La chica
Finisterre es la sonrisa perenne en un rostro joven de mujer. Una mujer que
decidió un buen día marcarse como reto una peregrinación fuera de toda lógica y
grandeza. Porque grande, muy grande se vislumbra el reto de peregrinar desde
Finisterre a Jerusalén ayudada “únicamente” por sus pies, una mochila a la
espalda y una fe mirando al cielo de esas que estoy seguro deben provocar, más
allá de las nubes, el mismo rictus de admiración que sin duda provoca en
quienes aquí abajo la seguimos desde hace ya algún tiempo.
Quizás esta chica
habrá tenido o tendrá momentos de soledad sintiéndose verdaderamente sola, pero
además de su fe inquebrantable, debe saber que detrás de ella vamos miles y
miles de personas que sin vernos, alentamos cada uno de sus pasos, cada uno de
sus sufrimientos, sonrisas y encuentros con Dios y consigo misma.
Porque para quienes
piensen que Dios no existe o es algo así como una quimera, les diría que ese
Dios es Aquel que la recibe con las puertas abiertas de corazones y casas en
cada uno de los lugares en los que va
haciendo escala.
Son seis mil
kilómetros; son más de siete meses de camino ya recorrido cruzando países,
idiomas y costumbres; pero todo con el denominador común de la fe y el esfuerzo.

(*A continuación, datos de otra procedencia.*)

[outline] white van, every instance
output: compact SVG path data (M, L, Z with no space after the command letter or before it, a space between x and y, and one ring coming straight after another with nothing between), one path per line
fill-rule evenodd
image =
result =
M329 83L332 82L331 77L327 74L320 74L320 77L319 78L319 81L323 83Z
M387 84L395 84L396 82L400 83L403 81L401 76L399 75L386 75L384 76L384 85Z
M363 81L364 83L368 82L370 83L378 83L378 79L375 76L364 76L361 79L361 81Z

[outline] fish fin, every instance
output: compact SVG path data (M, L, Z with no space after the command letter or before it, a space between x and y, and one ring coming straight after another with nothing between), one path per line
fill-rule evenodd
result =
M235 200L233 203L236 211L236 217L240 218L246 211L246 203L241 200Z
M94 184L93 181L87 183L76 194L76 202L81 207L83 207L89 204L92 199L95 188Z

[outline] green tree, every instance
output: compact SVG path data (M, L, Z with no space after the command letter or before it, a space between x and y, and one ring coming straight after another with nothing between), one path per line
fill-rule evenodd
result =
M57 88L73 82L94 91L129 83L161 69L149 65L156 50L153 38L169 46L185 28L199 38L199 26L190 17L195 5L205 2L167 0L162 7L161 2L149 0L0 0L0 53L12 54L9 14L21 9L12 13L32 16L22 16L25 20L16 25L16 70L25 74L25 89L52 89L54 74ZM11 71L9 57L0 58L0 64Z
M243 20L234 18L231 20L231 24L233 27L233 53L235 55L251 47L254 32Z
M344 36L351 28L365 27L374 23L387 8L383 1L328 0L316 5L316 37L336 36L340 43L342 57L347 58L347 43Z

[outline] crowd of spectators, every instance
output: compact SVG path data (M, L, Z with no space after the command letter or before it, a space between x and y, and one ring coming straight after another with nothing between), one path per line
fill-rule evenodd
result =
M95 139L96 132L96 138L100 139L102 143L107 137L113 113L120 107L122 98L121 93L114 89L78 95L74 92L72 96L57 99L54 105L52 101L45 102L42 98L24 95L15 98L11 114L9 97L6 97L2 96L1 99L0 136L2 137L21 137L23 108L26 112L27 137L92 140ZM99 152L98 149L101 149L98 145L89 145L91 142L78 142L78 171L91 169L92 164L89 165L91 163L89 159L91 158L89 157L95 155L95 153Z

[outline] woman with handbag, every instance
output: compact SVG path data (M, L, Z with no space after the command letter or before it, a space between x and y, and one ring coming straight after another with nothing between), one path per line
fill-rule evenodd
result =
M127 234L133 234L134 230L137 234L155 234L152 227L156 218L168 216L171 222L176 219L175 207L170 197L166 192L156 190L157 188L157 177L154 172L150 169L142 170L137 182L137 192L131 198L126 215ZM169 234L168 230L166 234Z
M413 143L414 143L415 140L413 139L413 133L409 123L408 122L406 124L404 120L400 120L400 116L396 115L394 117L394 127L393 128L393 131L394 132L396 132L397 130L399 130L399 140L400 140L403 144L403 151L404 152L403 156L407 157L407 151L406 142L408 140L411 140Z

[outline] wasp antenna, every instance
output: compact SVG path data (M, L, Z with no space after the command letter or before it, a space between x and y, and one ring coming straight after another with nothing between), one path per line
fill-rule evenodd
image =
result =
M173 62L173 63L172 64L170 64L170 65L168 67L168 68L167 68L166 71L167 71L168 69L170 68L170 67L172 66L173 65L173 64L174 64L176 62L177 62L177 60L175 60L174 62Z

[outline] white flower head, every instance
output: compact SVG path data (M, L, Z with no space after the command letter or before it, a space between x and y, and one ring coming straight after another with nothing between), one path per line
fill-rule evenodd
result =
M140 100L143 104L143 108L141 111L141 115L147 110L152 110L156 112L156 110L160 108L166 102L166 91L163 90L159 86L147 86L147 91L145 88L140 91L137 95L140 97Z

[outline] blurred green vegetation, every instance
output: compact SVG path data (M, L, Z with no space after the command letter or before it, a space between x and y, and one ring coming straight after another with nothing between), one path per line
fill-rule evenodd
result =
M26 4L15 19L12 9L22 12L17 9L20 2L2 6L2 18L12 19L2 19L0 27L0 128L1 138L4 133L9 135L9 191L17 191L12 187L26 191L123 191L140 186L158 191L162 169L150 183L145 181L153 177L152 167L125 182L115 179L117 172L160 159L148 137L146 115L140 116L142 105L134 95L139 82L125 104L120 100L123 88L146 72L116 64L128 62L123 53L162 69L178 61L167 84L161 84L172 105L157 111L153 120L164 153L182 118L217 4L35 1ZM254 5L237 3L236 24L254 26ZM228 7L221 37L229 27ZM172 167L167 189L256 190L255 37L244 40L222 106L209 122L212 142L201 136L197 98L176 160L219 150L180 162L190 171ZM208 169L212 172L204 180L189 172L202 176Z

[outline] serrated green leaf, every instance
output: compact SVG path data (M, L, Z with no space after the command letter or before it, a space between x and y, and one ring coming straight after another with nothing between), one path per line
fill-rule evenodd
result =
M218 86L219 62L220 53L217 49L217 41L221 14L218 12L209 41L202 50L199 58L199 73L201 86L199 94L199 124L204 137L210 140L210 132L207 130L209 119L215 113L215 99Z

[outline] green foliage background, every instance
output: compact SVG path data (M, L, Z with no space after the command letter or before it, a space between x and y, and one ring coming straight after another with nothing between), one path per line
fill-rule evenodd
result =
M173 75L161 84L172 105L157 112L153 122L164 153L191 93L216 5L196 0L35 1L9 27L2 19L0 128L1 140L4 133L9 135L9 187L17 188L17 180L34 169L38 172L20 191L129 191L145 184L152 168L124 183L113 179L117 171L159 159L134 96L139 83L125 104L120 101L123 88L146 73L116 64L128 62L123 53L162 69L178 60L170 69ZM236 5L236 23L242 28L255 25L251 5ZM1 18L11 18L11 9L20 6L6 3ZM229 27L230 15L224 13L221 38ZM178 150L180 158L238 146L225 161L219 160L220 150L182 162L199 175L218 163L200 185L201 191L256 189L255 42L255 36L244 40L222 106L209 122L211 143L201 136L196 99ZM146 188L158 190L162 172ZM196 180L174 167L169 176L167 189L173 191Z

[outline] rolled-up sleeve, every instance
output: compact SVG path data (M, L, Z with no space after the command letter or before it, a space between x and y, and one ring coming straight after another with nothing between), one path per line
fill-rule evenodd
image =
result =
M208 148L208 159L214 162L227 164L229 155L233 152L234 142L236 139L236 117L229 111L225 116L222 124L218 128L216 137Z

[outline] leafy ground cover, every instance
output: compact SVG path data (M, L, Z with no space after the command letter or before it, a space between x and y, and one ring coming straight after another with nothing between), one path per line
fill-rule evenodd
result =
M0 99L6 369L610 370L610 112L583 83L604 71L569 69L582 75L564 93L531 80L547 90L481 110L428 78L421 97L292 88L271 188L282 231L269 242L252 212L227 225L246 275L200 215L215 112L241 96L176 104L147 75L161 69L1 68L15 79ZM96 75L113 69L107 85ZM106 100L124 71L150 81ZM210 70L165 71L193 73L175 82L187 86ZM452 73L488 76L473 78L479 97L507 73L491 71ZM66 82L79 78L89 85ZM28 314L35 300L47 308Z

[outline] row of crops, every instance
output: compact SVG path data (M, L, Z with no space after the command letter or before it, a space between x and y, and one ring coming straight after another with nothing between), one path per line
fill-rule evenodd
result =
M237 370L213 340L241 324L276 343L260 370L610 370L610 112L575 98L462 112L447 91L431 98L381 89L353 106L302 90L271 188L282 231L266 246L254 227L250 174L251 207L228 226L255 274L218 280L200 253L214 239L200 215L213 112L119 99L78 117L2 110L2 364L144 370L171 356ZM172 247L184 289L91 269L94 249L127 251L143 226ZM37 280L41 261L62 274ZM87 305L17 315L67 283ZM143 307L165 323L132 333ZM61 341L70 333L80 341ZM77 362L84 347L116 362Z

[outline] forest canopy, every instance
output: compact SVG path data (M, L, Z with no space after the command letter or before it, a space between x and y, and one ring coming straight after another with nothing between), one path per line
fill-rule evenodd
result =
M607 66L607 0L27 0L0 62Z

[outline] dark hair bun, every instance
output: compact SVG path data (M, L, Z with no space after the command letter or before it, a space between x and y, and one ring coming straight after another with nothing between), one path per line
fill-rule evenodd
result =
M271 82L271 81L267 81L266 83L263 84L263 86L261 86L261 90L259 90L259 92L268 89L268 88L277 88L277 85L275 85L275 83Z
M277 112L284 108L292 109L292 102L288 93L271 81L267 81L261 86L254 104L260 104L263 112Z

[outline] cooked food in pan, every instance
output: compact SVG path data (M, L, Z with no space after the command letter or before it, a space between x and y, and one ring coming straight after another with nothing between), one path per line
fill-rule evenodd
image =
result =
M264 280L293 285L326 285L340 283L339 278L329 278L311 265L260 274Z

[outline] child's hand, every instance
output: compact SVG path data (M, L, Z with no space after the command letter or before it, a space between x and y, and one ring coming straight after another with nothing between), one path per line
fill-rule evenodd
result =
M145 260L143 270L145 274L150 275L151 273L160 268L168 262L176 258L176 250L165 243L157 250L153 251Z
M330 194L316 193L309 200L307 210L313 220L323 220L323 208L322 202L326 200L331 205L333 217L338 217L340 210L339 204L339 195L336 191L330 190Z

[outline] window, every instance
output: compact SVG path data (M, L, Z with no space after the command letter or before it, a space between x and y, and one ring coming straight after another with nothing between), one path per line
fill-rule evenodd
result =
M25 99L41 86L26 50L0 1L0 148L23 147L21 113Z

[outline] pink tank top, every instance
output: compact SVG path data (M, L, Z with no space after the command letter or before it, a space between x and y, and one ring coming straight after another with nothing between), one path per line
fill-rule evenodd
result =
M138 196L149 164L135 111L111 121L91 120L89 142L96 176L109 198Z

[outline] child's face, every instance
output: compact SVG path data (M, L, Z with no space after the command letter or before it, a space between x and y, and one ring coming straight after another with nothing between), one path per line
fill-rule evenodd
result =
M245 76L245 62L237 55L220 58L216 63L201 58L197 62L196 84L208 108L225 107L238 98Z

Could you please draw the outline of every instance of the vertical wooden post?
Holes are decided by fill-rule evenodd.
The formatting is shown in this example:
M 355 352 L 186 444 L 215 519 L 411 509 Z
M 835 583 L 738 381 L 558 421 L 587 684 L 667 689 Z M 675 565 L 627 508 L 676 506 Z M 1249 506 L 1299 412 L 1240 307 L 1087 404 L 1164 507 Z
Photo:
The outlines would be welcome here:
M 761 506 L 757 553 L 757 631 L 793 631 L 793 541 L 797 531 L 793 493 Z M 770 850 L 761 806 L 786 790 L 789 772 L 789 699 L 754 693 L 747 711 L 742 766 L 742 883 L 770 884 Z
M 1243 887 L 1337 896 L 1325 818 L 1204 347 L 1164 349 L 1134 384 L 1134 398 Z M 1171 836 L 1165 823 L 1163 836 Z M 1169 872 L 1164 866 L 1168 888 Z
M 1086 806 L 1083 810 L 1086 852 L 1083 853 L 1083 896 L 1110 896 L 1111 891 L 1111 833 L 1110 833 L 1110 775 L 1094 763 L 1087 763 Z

Y más allá de la fe que contagia, de esa sonrisa que transmite, está la
enseñanza particular en mí de una persona valiente como pocas que en un mundo
como el nuestro cegado por nubes oscuras, ve brillar entre ellas un rayo de
esperanza con nombre de mujer.
*Mi admiración más
absoluta y oraciones por Carlota Valenzuela con el deseo de que Dios y la
Virgen la guíen y pueda llegar con la sonrisa de siempre al lugar donde todo
empezó.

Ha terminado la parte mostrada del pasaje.